= Mathilda Blanchard =

Canadian politician

Mathilda Blanchard (born Mathilda Landry; December 10, 1920 – July 1, 2007) was a Canadian labour leader. She was nicknamed la pasionaria acadienne due to her engagement and defense of Acadian workers in New Brunswick, particularly in the seafood trade.

== Biography ==

Born in Caraquet, New Brunswick, on December 10, 1920, Mathilda Blanchard grew up in a middle-class family. Her family has roots in the organized labor movement. Her younger sister, Sylvia Landry-Blanchard, served as president of the International Pulp and Paper Union Local 464 in Rumford, Maine for over twenty years and was later a member of the executive board for the Maine AFL–CIO. Sylvia and Mathilda would later marry two brothers from the same family.

At age 20, she assisted the war effort, working in munitions factories in Windsor, Ontario and Montréal. Unable to make enough money to enroll in law school, Blanchard instead took a course in hairdressing and returned to Acadia.

For more than fifty years, Blanchard organized independent unions of workers in fish processing plants all over the Acadian peninsula. Her defense of seasonal workers and her outspoken demeanor gained her respect among both allies and adversaries.Union leader and former Member of Parliament Yvon Godin compared Blanchard to Québécois labour leader Michel Chartrand, saying they shared a similar flamboyant style. Acadian author Rino Morin Rossignol wrote that "Her anger was terrible and her speech terrifying".

Two of Blanchard's three children were also involved in Acadian issues. Michel-Vital Blanchard was an activist for student's rights as well as the francization of Moncton in 1968 — a history that was recounted in the documentary Acadia, Acadia (L'Acadie, L'Acadie?!?) by Michel Brault and Pierre Perrault. Additionally, Blanchard's daughter Louise briefly led the Parti acadien, prior to its dissolution in 1981.

=== Politics and strike actions ===

In the mid-1960s, Blanchard formed the Canadian Union for the Fisheries Industry and Affiliated Workers, which represented over 10,000 workers. Blanchard took part in numerous strikes aimed at improving the lives of seasonal workers in the fisheries industry. In 1972, Blanchard served as figurehead for a movement to diversify the economy of Northeast New Brunswick, which struggled with chronic unemployment.

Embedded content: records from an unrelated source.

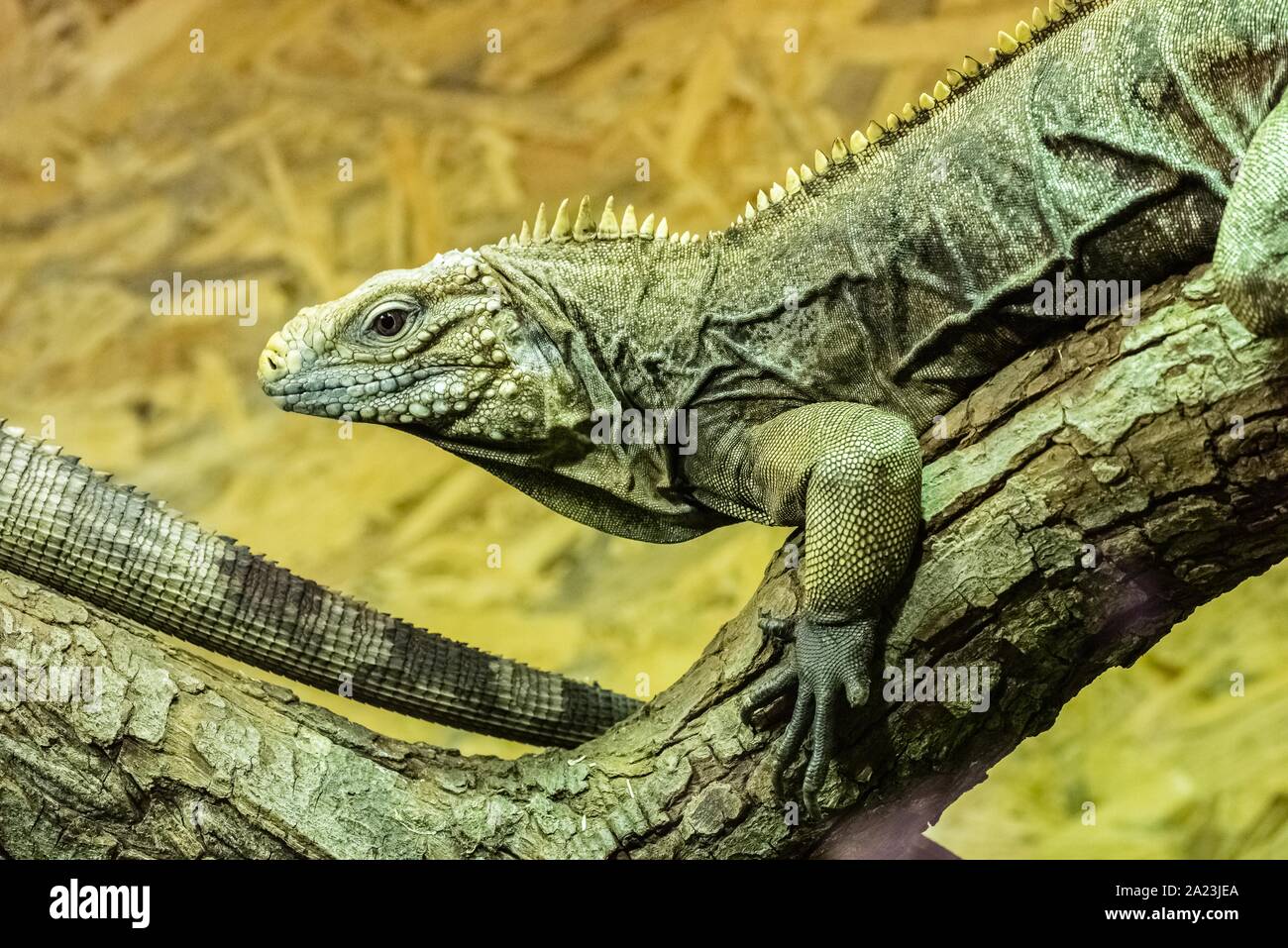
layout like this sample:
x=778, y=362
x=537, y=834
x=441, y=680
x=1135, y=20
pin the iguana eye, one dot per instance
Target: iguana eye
x=389, y=318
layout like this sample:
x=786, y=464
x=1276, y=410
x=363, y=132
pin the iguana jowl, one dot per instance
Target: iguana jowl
x=823, y=330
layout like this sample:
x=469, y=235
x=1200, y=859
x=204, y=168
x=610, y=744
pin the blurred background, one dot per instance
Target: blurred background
x=219, y=155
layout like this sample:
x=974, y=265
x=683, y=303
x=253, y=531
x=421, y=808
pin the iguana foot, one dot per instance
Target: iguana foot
x=827, y=659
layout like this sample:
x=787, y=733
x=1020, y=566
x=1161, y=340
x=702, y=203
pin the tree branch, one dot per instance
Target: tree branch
x=1085, y=500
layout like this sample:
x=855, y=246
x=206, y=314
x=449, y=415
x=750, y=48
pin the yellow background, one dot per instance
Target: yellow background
x=223, y=163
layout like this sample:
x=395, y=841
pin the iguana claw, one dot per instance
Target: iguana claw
x=827, y=657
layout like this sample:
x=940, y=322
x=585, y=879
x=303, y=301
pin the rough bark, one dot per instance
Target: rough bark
x=1078, y=505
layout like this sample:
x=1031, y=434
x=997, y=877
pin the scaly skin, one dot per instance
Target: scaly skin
x=68, y=527
x=815, y=337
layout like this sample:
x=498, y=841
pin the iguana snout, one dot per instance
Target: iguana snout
x=438, y=347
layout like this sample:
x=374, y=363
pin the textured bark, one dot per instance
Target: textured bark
x=1083, y=501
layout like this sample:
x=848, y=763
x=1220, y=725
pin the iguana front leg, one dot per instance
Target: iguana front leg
x=851, y=475
x=1250, y=262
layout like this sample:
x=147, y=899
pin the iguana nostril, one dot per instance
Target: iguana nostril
x=275, y=360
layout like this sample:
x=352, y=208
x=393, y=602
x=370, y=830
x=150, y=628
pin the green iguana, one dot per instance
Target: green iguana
x=815, y=337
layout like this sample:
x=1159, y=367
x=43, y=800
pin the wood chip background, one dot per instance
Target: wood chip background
x=223, y=163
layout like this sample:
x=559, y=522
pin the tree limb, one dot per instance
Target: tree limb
x=1083, y=501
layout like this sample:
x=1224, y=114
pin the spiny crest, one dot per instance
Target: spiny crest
x=585, y=228
x=953, y=82
x=956, y=80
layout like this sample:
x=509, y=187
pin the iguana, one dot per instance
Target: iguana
x=72, y=528
x=823, y=330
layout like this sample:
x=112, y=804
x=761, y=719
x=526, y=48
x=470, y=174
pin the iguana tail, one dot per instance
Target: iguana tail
x=68, y=527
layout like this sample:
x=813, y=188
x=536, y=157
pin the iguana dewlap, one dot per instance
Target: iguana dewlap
x=816, y=335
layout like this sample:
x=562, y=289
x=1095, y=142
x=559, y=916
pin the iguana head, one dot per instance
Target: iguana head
x=442, y=348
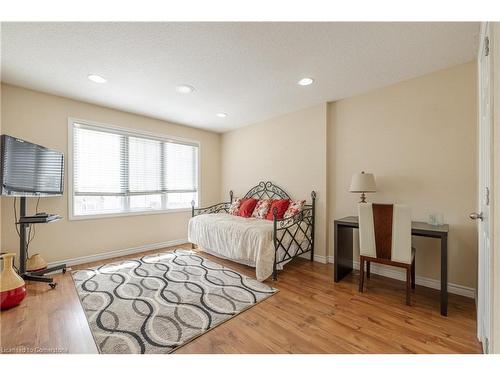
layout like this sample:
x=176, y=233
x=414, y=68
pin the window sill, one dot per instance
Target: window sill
x=125, y=214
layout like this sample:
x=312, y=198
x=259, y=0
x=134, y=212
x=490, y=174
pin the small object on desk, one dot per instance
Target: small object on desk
x=35, y=263
x=363, y=183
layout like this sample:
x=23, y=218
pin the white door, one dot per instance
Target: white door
x=484, y=313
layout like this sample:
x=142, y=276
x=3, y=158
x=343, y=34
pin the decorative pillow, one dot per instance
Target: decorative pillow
x=247, y=206
x=262, y=208
x=235, y=206
x=281, y=205
x=294, y=208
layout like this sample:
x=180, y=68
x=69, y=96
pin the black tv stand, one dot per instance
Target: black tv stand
x=24, y=223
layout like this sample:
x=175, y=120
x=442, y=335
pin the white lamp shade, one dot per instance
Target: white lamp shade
x=363, y=183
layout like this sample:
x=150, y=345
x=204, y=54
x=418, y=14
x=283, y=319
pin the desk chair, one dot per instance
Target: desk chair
x=385, y=237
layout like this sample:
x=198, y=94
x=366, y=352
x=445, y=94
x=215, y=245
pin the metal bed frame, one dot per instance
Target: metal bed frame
x=286, y=232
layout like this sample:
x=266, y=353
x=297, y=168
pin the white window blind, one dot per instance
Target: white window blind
x=116, y=171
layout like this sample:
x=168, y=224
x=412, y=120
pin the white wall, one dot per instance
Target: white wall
x=290, y=151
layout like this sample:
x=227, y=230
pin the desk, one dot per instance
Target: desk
x=343, y=250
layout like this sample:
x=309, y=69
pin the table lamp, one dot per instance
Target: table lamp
x=363, y=183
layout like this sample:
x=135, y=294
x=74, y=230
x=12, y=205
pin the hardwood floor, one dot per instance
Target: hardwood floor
x=310, y=314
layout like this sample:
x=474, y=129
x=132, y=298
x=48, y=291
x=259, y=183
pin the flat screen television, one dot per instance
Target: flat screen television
x=28, y=169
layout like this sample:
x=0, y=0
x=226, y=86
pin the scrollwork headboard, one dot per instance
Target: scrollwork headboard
x=267, y=190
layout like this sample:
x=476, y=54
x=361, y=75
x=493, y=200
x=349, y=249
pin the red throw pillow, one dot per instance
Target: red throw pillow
x=247, y=206
x=281, y=205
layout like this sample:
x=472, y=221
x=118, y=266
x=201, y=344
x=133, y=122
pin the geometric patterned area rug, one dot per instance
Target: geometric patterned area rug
x=157, y=303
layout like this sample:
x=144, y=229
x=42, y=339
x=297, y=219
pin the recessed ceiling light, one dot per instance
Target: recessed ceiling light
x=184, y=89
x=96, y=78
x=305, y=81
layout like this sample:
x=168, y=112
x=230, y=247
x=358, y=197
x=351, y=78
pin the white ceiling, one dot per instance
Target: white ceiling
x=248, y=70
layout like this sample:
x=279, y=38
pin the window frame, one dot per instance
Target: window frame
x=130, y=131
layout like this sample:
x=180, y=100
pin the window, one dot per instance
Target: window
x=118, y=171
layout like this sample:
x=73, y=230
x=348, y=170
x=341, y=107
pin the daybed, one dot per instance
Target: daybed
x=264, y=244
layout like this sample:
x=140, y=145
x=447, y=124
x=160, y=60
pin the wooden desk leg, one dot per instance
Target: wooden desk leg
x=342, y=252
x=444, y=274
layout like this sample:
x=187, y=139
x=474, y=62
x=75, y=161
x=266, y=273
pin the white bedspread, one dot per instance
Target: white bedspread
x=245, y=240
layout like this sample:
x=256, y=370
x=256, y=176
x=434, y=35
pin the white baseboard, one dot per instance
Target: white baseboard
x=393, y=273
x=118, y=253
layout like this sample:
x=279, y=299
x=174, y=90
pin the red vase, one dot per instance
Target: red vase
x=12, y=286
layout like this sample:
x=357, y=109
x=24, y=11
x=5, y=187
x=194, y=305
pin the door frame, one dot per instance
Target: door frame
x=485, y=297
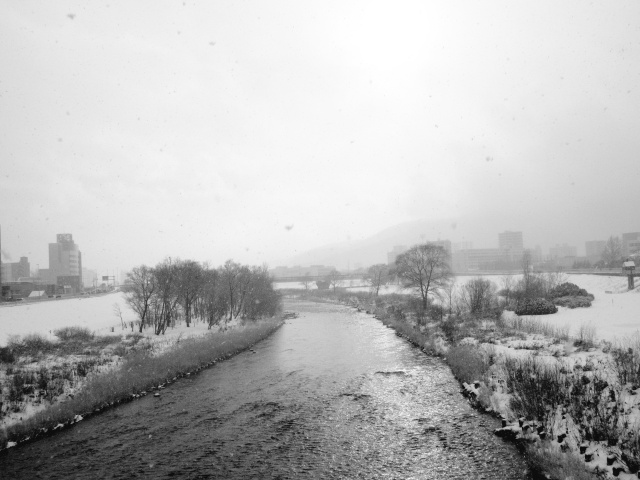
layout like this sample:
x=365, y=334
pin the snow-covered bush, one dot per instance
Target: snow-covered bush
x=568, y=289
x=79, y=334
x=536, y=306
x=573, y=302
x=467, y=363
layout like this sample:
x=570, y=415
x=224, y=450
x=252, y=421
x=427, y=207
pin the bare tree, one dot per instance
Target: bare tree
x=165, y=301
x=612, y=253
x=117, y=311
x=449, y=295
x=306, y=281
x=334, y=279
x=424, y=268
x=213, y=298
x=378, y=275
x=139, y=290
x=508, y=287
x=189, y=282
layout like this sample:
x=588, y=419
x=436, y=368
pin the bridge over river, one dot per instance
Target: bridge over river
x=332, y=394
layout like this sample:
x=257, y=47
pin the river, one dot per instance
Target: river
x=332, y=394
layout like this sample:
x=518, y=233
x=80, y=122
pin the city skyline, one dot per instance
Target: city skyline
x=257, y=131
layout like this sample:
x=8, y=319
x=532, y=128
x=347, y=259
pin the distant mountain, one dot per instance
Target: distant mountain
x=374, y=249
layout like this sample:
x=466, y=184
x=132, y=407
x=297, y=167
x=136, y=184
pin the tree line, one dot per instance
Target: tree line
x=176, y=290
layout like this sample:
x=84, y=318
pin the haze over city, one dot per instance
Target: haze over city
x=257, y=131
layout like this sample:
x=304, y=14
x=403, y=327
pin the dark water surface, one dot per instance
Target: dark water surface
x=332, y=394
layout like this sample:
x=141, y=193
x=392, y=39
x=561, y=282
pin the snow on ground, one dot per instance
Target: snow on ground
x=615, y=312
x=614, y=315
x=93, y=312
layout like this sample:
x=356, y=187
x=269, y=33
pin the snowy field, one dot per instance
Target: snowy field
x=95, y=313
x=615, y=312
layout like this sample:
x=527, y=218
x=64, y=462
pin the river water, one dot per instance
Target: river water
x=332, y=394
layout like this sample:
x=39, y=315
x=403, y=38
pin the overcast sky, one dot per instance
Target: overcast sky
x=255, y=130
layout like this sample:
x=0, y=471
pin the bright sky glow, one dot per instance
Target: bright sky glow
x=203, y=129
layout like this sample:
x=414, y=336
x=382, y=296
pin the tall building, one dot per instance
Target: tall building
x=563, y=251
x=65, y=263
x=512, y=245
x=594, y=249
x=13, y=271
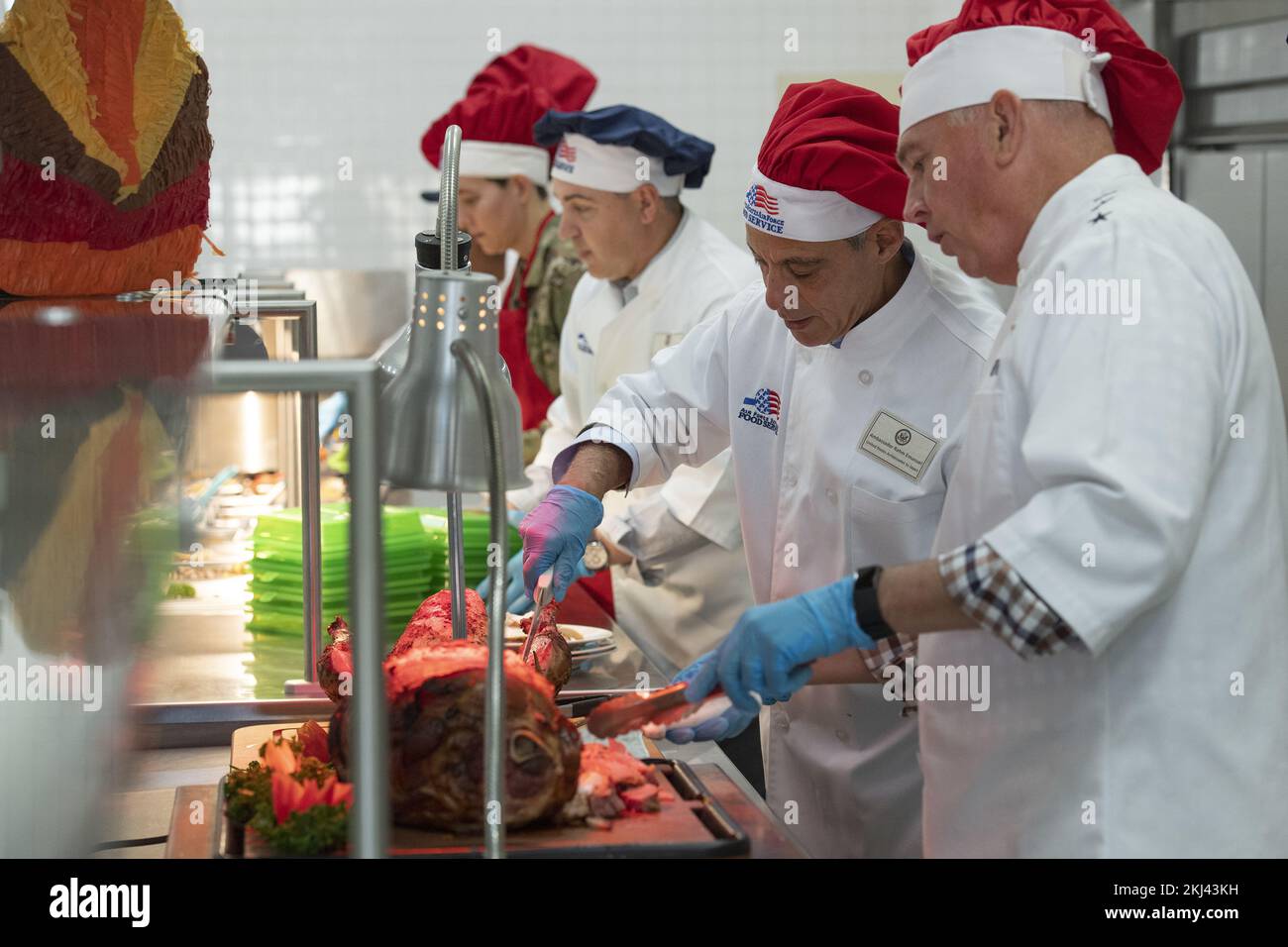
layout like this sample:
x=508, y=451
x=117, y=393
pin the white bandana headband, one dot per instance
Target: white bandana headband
x=614, y=167
x=799, y=214
x=1030, y=60
x=502, y=159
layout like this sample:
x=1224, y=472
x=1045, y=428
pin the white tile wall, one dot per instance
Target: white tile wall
x=297, y=86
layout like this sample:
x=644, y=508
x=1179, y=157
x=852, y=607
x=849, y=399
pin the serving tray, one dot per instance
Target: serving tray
x=692, y=825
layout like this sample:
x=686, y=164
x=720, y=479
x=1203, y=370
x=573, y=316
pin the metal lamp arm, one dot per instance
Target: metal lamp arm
x=493, y=719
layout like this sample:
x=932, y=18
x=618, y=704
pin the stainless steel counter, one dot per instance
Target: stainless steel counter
x=198, y=659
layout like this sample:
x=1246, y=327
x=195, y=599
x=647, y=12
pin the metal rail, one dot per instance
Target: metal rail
x=370, y=746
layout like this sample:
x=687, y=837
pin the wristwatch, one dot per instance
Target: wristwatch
x=595, y=558
x=866, y=607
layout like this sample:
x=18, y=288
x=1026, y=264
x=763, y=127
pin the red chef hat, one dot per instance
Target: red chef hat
x=825, y=169
x=500, y=107
x=1078, y=51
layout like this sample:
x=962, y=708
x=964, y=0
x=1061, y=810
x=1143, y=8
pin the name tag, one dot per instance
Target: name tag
x=662, y=341
x=898, y=445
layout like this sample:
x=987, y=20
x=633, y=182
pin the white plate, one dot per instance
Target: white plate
x=588, y=655
x=578, y=635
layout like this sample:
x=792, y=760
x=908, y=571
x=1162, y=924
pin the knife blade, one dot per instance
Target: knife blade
x=541, y=599
x=631, y=711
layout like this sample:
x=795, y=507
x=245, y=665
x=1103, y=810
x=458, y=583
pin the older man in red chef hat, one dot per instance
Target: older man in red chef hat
x=840, y=380
x=1113, y=541
x=503, y=206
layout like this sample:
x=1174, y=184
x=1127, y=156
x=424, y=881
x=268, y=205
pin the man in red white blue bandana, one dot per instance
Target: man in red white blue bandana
x=840, y=380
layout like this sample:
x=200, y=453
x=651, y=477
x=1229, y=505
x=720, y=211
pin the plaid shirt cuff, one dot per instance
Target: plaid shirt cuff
x=889, y=651
x=992, y=592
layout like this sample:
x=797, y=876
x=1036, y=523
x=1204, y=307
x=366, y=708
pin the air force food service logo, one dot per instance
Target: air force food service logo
x=761, y=210
x=566, y=157
x=761, y=408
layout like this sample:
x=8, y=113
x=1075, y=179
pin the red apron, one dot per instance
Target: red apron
x=535, y=398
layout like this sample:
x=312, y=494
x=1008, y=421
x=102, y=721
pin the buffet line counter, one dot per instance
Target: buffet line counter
x=154, y=815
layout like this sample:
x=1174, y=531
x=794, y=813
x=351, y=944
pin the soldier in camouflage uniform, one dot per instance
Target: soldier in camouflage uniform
x=555, y=270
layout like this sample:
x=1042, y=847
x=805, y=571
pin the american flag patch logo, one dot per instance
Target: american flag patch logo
x=759, y=197
x=761, y=408
x=765, y=401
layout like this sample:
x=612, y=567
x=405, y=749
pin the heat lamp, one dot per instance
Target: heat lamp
x=451, y=421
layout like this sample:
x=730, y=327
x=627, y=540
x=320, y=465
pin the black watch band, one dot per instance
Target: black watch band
x=866, y=607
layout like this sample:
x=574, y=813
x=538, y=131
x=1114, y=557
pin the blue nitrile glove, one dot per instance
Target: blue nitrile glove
x=772, y=646
x=730, y=723
x=513, y=569
x=330, y=411
x=555, y=535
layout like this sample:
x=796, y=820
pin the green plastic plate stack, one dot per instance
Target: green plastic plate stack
x=415, y=544
x=475, y=532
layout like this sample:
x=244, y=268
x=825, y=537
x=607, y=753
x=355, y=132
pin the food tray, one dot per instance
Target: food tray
x=692, y=825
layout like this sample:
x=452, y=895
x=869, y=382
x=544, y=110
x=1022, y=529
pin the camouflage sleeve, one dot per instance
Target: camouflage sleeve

Blanchard's work with the Acadian Affiliated Fisheries Workers Union and her involvement with the Committee of 12 for Social Justice in New Brunswick led to her active participation in protests against changes to Employment Insurance in 1992 and 1994. The protest movement helped lead to the defeat of Liberal Party candidates in the Acadian-majority ridings of Acadie—Bathurst and Beauséjour during the 1997 Canadian federal election. Blanchard also advocated on behalf of factory workers who were not given enough hours to qualify for Employment Insurance.

Blanchard became the first woman to run for political party leadership in Canada during the 1969 Progressive Conservative Party of New Brunswick leadership election, coming a distant third behind Richard Hatfield, who became Premier of New Brunswick the next year. Blanchard would later run as an independent candidate in the 1972 federal election, receiving 3% of the vote in the riding of Gloucester.

According to Acadian labour activist Jean-Marie Nadeau, the work of syndicalists like Mathilda Blanchard and Yvon Godin were crucial for the labor movement in New Brunswick.

Even today, no fish plant in Southeastern New Brunswick is unionized. As for the Northeast, with the help of Mathilda Blanchard and Yvon Godin, for example, most of the factories were able to be unionized. But above all, certain working conditions have been able to be improved, because gains in wages have been smaller.
— Jean-Marie Nadeau

.

Blanchard was a history buff and a supporter of the British monarchy. During Prince Charles's visit to the Village Historique Acadien in 1996, Blanchard broke protocol and received an autograph from the Prince on her copy of his book A Vision of Britain: A Personal View of Architecture.

=== In film ===

The National Film Board of Canada produced a documentary about Blanchard in 1997. The film, entitled Mathilda, la passionnaria acadienne, covers her career and her provocative outspokenness. Director Ginette Pellerin recognized this outspoken nature, saying:

I found myself facing a woman who needed to be in control of things. Every day, to her, was like an arm-wrestling match. I had to continually negotiate with Mathilda. She wanted to control the business and so did I. She discussed everything, event the scenes that we had previously discussed. That was her nature.
— Ginette Pellerin, .

Blanchard was also interviewed in the 1972 National Film Board film Un soleil pas comme ailleurs by Léonard Forest.

== Honours ==

- 1988 - Prix Séraphin-Marion

== Filmography ==

- Ginette Pellerin. Mathilda, la passionnaria acadienne. Office national du film du Canada. 1997. 47 min 28 s.